When they are victims of a mutiny in Iraq, special agents of the American army are shown of treason and are locked up in various federal penitentiaries throughout the world. When the CIA offers the chance to them to bleach their reputation and to make shine the truth, the four soldiers, directed by Hannibal, escape from prison and embark in a frantic mission to try to find an invaluable object for the United States. They will discover in the middle of this adventure that they can trust nobody, especially to those which they believe their allies, when it is question of money and notoriety.
Adapted from a televised series of the Eighties, the feature-length film appears to us too much very quickly as an immense foreword with a story which we heard of thousands of times at the cinema (these heroes which are devoted only to the right causes and which have a rather nebulous past, ambivalent). What could have been to us explained in a few seconds in credits rate with the whole beginning of film is developed to us longitudinally and into broad during nearly two hours. The antecedents of these “agents of peace” are not other than a subterfuge to show us good number of explosions and methodically choreographed stunts.

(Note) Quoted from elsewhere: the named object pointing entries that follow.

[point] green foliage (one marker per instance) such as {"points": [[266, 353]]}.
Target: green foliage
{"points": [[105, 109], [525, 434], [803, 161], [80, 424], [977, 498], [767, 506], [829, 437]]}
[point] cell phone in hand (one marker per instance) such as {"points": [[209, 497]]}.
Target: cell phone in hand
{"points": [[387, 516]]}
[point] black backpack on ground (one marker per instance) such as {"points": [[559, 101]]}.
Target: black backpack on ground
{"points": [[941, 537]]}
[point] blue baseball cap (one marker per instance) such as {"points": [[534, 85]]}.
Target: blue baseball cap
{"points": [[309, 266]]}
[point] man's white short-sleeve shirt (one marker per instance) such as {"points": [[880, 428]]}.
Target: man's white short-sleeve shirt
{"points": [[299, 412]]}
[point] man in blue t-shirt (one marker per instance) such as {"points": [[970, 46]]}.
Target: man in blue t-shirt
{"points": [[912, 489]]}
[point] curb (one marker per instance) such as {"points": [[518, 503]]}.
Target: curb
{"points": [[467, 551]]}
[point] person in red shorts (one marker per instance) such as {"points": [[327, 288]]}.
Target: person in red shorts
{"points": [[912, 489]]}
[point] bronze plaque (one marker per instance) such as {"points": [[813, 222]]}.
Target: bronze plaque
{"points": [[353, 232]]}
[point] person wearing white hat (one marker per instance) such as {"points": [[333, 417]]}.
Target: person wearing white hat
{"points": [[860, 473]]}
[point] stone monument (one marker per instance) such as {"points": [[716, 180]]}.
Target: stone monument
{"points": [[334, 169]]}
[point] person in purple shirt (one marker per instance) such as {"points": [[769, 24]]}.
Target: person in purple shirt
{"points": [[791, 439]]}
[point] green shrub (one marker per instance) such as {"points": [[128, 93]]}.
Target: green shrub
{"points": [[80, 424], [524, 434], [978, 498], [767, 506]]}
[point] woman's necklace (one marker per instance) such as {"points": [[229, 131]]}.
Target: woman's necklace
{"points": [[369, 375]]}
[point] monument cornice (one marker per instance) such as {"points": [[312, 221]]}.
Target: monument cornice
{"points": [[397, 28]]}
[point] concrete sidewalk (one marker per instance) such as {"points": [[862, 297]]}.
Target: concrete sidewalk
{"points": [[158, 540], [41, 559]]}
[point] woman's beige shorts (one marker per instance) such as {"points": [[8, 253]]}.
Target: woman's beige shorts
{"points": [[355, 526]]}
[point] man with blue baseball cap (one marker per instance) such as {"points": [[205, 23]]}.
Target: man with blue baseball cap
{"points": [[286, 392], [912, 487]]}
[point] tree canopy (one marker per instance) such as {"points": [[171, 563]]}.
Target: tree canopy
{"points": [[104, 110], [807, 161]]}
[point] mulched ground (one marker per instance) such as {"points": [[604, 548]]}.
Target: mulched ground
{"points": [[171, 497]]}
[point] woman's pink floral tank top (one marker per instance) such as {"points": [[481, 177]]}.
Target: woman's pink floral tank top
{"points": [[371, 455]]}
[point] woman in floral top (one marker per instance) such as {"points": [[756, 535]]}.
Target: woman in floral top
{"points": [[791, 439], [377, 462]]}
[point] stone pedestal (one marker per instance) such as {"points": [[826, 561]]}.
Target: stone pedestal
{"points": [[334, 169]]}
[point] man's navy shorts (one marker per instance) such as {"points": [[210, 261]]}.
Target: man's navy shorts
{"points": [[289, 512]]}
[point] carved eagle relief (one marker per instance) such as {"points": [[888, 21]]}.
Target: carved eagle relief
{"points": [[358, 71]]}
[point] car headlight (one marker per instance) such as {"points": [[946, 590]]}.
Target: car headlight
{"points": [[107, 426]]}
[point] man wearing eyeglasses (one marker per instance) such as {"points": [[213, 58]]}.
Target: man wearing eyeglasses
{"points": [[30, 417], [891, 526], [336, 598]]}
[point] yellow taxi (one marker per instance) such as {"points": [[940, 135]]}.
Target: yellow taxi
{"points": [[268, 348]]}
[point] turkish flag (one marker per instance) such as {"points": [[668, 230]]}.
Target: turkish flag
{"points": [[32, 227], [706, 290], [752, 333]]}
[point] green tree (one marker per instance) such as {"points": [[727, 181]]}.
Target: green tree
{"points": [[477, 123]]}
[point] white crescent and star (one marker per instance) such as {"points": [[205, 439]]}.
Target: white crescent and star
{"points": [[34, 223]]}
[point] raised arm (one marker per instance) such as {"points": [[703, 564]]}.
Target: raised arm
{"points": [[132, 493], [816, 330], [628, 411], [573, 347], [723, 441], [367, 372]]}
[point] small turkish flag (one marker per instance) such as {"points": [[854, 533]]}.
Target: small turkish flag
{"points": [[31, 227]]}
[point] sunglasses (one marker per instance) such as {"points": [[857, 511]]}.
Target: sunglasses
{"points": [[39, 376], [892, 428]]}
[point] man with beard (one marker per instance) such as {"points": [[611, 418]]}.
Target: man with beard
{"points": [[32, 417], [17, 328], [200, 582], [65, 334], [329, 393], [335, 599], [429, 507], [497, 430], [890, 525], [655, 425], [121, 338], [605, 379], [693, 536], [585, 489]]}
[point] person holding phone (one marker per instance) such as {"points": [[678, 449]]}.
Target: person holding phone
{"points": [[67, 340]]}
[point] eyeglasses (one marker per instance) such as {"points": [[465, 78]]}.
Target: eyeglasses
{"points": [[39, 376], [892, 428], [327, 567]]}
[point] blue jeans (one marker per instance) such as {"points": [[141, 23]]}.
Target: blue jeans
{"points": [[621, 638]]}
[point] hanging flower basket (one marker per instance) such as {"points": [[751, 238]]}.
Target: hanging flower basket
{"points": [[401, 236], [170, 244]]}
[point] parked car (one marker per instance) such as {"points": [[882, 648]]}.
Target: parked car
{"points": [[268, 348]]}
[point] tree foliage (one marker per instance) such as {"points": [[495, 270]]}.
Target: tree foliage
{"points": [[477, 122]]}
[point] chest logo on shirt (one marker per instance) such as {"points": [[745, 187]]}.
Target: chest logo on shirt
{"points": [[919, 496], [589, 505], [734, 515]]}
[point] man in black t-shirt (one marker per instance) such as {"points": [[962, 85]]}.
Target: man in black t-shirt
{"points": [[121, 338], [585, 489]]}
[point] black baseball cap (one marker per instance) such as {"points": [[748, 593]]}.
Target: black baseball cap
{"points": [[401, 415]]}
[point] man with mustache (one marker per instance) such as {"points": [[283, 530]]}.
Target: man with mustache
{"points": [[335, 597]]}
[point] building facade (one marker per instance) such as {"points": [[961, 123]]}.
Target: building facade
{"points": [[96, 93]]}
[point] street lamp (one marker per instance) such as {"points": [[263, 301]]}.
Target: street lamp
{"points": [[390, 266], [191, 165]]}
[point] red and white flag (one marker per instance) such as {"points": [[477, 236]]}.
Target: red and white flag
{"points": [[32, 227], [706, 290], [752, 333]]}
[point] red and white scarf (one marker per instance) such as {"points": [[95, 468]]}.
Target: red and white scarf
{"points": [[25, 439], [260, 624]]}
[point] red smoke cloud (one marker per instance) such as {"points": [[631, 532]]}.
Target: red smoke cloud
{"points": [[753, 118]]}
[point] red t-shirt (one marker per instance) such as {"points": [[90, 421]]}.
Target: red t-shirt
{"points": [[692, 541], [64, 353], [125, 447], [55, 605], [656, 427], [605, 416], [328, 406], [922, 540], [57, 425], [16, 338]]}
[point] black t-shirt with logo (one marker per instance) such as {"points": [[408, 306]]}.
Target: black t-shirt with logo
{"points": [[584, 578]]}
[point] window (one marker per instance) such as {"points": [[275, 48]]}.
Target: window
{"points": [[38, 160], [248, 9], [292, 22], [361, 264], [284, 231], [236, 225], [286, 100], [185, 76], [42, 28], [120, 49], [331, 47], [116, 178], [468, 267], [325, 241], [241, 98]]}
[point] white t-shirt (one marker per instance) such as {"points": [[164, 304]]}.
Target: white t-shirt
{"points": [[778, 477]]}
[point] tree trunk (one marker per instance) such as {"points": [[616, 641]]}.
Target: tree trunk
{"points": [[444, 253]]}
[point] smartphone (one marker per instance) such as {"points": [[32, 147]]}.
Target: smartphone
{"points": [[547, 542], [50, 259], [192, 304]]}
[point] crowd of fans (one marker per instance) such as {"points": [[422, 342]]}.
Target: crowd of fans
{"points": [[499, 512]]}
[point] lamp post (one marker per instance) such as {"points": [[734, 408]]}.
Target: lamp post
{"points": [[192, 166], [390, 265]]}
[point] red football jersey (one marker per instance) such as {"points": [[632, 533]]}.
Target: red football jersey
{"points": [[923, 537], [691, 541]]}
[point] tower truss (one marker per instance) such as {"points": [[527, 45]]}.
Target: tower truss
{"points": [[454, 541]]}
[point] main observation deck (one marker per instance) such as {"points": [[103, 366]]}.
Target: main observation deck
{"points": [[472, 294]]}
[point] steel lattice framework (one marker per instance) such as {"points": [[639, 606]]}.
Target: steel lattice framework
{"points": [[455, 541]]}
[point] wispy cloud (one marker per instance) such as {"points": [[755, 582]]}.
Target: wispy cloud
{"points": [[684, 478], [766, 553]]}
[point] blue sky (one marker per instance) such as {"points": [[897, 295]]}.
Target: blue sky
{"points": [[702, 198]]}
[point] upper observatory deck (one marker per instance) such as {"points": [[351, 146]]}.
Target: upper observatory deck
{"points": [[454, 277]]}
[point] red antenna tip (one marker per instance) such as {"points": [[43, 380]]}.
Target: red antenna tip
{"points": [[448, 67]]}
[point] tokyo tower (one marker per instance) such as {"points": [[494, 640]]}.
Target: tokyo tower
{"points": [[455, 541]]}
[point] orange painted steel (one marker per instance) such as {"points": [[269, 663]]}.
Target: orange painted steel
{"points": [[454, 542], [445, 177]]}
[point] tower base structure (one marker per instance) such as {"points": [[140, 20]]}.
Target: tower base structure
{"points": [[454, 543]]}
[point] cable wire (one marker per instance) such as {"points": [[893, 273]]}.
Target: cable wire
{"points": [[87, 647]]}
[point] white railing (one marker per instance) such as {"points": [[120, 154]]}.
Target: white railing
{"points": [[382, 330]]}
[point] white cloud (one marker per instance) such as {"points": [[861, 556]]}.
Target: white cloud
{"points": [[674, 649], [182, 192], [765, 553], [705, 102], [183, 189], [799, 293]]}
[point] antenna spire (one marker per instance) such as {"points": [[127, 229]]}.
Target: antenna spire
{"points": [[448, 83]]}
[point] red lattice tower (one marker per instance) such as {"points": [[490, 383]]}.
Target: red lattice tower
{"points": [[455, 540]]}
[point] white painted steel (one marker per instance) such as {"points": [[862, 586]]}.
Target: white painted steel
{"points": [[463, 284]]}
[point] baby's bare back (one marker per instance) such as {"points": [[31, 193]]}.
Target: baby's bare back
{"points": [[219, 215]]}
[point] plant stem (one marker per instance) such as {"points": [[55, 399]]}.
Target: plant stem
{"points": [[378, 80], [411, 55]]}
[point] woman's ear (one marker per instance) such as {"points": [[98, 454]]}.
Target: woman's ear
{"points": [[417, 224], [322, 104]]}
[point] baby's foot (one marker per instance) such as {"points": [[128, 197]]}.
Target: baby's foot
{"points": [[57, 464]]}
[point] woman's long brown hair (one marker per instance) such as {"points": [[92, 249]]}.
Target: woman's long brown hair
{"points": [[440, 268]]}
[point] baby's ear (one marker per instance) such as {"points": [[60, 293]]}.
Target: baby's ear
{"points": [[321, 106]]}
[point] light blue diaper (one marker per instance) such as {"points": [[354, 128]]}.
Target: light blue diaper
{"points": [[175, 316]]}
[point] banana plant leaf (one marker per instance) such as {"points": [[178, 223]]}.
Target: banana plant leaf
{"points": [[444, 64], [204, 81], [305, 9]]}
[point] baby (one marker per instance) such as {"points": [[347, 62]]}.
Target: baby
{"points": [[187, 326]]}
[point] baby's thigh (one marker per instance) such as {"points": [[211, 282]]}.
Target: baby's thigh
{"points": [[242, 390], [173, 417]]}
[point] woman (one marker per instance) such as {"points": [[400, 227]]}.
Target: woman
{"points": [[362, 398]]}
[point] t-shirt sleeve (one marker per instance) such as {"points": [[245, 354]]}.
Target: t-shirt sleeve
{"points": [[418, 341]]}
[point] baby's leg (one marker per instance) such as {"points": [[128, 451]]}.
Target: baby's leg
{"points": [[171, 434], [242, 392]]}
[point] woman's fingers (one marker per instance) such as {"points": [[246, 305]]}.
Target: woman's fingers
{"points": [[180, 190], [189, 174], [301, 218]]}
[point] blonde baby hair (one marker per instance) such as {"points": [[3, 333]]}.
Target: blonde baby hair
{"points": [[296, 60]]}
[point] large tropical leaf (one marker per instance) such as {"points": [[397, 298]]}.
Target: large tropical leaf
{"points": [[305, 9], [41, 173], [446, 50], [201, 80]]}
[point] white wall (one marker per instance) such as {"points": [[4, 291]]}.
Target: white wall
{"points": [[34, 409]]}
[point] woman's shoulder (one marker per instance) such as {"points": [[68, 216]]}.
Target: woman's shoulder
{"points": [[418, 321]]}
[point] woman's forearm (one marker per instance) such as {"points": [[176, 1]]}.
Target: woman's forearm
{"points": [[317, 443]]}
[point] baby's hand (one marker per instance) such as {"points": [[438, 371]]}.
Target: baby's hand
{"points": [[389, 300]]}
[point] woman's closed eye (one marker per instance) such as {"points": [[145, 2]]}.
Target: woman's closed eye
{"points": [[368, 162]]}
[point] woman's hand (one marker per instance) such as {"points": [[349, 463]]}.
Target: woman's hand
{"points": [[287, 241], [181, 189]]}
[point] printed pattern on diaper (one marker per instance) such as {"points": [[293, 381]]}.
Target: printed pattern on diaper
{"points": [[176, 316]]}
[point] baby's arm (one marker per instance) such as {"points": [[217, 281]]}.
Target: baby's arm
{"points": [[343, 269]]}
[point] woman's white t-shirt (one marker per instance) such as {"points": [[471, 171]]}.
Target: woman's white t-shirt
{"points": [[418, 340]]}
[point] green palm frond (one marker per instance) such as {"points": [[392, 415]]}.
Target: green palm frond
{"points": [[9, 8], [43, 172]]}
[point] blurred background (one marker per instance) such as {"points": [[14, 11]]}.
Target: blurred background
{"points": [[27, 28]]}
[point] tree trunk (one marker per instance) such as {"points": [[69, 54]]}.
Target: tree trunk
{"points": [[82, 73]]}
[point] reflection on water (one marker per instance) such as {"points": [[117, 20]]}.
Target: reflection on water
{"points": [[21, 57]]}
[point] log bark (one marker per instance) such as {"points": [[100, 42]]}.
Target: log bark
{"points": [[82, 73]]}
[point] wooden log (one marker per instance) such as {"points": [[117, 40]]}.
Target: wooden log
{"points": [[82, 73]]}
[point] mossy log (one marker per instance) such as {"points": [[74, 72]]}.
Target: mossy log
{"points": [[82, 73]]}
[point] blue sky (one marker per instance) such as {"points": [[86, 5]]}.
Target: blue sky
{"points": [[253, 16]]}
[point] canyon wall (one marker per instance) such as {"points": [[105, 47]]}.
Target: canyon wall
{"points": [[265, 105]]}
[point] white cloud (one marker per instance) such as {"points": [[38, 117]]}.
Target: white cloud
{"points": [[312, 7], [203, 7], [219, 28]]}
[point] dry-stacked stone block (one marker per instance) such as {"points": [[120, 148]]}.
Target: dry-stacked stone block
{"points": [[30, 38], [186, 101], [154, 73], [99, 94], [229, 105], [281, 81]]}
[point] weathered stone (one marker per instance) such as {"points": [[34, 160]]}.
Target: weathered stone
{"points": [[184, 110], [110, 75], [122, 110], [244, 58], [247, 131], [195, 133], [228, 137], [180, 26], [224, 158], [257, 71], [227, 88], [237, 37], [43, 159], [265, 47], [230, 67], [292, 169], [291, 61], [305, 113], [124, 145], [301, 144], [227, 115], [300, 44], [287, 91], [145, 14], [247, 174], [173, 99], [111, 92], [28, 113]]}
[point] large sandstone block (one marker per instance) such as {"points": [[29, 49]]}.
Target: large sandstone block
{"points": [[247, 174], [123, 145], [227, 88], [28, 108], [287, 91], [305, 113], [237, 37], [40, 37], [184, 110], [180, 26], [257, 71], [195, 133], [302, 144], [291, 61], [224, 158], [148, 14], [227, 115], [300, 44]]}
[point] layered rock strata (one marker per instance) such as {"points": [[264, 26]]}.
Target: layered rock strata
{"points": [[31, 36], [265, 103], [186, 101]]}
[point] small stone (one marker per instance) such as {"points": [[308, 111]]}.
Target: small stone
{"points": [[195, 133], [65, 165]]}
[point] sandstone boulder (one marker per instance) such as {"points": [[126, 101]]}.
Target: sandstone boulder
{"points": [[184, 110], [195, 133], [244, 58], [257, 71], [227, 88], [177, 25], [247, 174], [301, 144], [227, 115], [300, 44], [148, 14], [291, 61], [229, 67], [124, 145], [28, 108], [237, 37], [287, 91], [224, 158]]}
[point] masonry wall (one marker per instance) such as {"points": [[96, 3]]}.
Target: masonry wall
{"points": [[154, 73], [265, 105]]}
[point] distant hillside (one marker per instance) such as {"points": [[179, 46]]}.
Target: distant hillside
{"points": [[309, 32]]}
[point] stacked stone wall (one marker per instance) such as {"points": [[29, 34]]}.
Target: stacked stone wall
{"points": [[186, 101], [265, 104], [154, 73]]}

The actors (physically very similar to the original characters) probably make of their better to prevent the catastrophe, giving a sizeable performance in spite of the aberration of the counterparts that puts to them in mouth. But they do not manage unfortunately to save the crew. The director from Smokin’ Aces hardly reveals us his talents other than that of executor that we know already. These action scenes – which are all the same, it should be admitted – leave little place to the text, with the development of the protagonists, the assessments inherent in the movie. The spectator then well is lost too early, disconcerted, in this accumulation of deaths and bullets.
The story could perhaps have been saved inconsistency if contradictions and coincidences did not follow one another in a manner also absurd. Why is it necessary that the goods never eliminate the malicious ones as they have the chance to do it? When do we find the time to go and shave in full fatal brawl? And who decided that the beautiful guy and the beautiful girl were impeccably to develop feelings in love in spite of their remote resentment? These are the banal, but redundant things, which withdraw with the feature-length film credibility necessary to its (as negligible as it is) success.
Beyond the special effects and perhaps of this nostalgic aspect which will gather most enthusiastic, the feature-length film does not have many unsuspected attributes. Perhaps would it be necessary in this case to think of the plan B before choosing The A-Team to divert ourselves.